Camp Korey motivates Hannah, allowing her to explore, create new adventures, and enjoy a sense of independence. Independence is very important to Hannah, and she is proud to be limitless, courageous, and free!
Magic is in the air at Camp Korey. Hannah loves “Silly Olympics” and “sneaking out” after lights are out to have a secret party when everyone else is asleep. These moments—the simple joys of childhood–are found at Camp Korey.
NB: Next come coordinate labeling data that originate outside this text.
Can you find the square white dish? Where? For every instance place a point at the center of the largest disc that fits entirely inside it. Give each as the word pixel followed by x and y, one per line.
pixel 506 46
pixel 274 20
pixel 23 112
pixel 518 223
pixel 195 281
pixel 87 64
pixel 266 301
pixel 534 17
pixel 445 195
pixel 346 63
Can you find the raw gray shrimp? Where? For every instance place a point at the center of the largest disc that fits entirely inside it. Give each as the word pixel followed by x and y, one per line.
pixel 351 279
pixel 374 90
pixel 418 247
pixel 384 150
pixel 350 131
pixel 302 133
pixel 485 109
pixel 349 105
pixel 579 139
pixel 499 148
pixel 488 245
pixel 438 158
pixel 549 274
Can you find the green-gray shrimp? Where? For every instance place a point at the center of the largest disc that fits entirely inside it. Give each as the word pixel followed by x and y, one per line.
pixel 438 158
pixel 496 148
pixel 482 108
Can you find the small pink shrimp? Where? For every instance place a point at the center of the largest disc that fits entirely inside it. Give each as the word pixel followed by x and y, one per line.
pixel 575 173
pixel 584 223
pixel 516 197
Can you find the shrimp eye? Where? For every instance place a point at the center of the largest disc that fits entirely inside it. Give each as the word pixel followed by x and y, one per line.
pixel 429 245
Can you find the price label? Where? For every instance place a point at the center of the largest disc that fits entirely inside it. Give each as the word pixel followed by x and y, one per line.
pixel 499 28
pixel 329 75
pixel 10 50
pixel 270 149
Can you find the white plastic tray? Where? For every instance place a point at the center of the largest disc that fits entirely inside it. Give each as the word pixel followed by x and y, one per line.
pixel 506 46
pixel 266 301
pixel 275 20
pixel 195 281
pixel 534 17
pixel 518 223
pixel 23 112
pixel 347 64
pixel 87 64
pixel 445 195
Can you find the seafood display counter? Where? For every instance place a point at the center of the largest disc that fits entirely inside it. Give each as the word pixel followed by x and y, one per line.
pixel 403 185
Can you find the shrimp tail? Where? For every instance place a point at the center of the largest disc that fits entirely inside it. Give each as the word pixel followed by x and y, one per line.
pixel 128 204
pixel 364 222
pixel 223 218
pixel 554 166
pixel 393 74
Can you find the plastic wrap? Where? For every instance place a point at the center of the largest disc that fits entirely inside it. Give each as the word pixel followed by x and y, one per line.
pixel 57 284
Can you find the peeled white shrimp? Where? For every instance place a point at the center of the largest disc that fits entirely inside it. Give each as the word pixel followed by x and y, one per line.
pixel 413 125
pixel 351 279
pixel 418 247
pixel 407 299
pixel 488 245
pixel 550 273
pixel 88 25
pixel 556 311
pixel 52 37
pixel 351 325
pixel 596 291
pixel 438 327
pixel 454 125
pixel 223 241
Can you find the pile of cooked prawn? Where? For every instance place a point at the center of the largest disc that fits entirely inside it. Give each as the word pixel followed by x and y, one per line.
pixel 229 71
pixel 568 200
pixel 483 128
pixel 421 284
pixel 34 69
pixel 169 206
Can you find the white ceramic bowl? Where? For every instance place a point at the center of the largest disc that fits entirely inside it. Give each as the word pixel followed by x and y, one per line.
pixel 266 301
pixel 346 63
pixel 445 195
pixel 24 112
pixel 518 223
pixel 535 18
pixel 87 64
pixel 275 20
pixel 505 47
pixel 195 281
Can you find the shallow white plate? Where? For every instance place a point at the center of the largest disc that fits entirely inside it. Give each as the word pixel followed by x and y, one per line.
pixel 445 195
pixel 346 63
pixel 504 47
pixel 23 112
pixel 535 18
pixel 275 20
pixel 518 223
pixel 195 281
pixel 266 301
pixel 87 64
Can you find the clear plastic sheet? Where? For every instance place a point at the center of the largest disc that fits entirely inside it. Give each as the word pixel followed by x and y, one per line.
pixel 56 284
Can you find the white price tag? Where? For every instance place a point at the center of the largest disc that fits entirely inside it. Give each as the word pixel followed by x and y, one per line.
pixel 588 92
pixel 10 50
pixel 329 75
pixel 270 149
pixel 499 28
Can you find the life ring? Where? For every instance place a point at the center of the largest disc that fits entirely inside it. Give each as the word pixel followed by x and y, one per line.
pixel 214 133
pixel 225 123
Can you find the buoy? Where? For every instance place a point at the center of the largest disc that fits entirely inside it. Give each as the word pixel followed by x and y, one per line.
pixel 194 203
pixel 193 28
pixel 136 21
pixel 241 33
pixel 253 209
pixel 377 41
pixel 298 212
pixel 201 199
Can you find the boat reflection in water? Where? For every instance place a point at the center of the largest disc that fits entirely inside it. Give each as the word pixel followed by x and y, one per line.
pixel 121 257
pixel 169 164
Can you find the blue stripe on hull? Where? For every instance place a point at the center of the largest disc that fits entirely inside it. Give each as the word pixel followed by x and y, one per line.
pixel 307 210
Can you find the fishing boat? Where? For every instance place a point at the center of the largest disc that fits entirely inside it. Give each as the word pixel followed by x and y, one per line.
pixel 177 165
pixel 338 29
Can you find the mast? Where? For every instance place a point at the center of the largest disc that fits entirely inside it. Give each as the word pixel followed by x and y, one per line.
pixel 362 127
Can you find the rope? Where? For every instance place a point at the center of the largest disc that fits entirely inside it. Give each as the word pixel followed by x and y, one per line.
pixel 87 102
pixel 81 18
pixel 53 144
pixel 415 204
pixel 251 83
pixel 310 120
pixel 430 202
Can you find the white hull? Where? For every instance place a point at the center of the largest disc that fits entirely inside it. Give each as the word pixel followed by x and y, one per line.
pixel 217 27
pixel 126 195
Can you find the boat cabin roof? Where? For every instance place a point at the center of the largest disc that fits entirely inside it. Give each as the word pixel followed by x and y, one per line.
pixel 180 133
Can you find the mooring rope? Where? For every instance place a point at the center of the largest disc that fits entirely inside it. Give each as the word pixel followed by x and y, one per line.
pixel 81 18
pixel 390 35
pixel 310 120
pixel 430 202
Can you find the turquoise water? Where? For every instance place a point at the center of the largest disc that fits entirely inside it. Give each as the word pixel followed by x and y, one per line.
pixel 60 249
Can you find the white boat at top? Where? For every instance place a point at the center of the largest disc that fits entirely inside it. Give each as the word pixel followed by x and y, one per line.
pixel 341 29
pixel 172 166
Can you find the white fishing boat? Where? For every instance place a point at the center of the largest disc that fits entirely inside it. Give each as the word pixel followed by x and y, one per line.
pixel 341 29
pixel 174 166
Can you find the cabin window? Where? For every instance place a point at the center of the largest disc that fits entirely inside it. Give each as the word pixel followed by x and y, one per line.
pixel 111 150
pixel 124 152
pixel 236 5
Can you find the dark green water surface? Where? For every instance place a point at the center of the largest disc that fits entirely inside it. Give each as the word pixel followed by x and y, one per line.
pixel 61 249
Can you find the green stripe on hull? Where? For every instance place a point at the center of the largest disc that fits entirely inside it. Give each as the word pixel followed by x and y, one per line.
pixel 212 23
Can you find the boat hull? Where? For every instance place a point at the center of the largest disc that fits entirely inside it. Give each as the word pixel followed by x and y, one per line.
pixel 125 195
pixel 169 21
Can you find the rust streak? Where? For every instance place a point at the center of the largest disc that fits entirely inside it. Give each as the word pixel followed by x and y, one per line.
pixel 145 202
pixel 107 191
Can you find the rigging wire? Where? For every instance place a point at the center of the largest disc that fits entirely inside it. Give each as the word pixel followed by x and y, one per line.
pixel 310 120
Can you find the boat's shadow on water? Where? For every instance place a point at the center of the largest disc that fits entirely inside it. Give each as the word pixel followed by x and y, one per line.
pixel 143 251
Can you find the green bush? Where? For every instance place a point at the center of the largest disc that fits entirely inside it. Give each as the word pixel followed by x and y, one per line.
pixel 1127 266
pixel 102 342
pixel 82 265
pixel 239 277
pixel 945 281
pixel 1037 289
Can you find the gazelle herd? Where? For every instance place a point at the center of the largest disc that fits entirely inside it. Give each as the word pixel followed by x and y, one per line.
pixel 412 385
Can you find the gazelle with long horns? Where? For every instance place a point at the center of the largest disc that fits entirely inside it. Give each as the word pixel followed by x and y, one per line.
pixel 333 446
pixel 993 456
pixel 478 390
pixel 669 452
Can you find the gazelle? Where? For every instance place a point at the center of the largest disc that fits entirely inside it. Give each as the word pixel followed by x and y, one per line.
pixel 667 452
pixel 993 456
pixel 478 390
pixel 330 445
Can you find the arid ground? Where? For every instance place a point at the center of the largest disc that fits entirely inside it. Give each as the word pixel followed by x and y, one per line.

“Camp Korey is absolutely amazing in what they have done for Hannah. Having a place like that, staffed with professionals, is truly a gift for a kid like Hannah to enjoy. She, like all the campers, understandably is disappointed that plans were forced to change for COVID, but they have the magic to hold onto until they return in person,” says Kurt.
Beyond Camp’s Gate
Wherever Hannah goes, Camp Korey is always with her. She has joined Camp Korey for STG Presents “The Lion King” and “Frozen” at the Paramount Theatre in Seattle. For Hannah and so many of her fellow campers’ music is more than an expression of art–it is therapy. The Arts fill Hannah with life and energy, motivating and inspiring her. Hannah’s experience is one reminder of the year-round impact that Camp and this community have on children with serious medical conditions. Whether on or off stage, Hannah sings boldly as the lead singer of her own band, writing the lyrics to her life story while her fans cheer her on every step of the way!
Hannah and her parents send their best wishes to Camp Korey and all the wonderful staff that make this a magical place to be for kids like Hannah!